When the compiler sees a use of the copy constructor, such as:

FixedVector<DataType, FixedSize> first;
// initialization of first vector omitted
FixedVector<DataType, FixedSize> second(first);

it knows the size as well as the underlying data type of the objects being manipulated, and can therefore do more optimization than it could if the size was variable.

Automatic instantiation of templates is convenient and powerful, but does have one drawback. Suppose the Pair<> class shown earlier is instantiated in one source file to create a pair of ints, and in another source file to create a pair of Shapes. The compiler and linker could:

  1. treat the two instantiations as completely separate classes;
  2. detect and eliminate redundant instantiations; or
  3. avoid redundancy by not instantiating templates until the program as a whole was being linked.

The first of these can lead to very large programs, as a commonly-used template class may be expanded dozens of times. The second is difficult to do, as it involves patching up compiled files as they are being linked. Most recent versions of C++ compilers are therefore taking the third approach, but POOMA II users should be aware that older versions might still produce much larger executables than one would expect.

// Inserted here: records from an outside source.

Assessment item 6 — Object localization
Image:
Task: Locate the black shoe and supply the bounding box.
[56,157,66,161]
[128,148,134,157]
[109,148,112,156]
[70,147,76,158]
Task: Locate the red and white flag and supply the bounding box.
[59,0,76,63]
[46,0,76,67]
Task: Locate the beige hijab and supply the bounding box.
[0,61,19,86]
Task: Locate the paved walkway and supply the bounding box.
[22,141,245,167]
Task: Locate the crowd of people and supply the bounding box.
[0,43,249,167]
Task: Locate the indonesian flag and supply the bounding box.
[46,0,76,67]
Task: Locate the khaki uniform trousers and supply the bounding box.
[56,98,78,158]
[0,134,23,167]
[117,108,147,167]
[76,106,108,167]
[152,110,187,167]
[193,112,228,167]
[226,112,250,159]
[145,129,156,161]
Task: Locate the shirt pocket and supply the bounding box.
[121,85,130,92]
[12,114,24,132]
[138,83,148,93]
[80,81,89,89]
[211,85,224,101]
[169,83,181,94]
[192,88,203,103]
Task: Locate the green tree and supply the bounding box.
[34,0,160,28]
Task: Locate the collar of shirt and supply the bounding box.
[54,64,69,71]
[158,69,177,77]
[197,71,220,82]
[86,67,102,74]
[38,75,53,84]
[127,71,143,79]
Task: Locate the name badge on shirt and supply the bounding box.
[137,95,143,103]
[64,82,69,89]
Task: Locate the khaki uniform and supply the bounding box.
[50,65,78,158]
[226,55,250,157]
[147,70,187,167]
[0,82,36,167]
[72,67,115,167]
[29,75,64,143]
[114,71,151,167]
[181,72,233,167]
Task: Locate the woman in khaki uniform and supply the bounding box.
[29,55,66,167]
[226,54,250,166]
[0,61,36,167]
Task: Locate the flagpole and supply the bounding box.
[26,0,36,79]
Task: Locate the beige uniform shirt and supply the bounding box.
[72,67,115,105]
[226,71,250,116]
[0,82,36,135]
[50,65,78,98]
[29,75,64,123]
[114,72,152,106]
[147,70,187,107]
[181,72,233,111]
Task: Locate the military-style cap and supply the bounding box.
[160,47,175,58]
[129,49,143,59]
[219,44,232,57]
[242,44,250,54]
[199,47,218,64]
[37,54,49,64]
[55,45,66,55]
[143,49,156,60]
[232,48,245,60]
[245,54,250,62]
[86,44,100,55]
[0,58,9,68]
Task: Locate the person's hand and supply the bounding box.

The last use of templates that is important to this discussion is template methods. Just as templated functions are instantiated for different types of arguments, so too are templated methods instantiated for a class when and as they are used. Suppose a class called Example is defined as follows:

class Example
{
  public :
    Example();                          // default constructor
    virtual ~Example();                 // destructor

    template<class T>
    void foo(T object)
    {
        // some operation on object
    }
};

Whenever the method Example::foo() is called with an object of a particular type, the compiler instantiates it for that type. Thus, both of the following calls are legal:

Example e;
Shape box;
e.foo(5);                               // instantiate for int
e.foo(box);                             // instantiate for Shape

Representing Parse Trees

Parse trees are commonly used by compilers to store the essential features of the source of a program. The leaf nodes of a parse tree consist of atomic symbols in the language, such as variable names or numerical constants. The parse tree's intermediate nodes represent ways of combining those values, such as arithmetic operators and while loops. For example, the expression -B + 2 * C could be represented by the parse tree shown in Figure 1

Figure 1: A Simple Parse Tree

Parse trees are often represented textually using prefix notation, in which the non-terminal combiner and its arguments are strung together in a parenthesized list. For example, the expression -B + 2 * C can be represented as (+ (- B) (* 2 C)).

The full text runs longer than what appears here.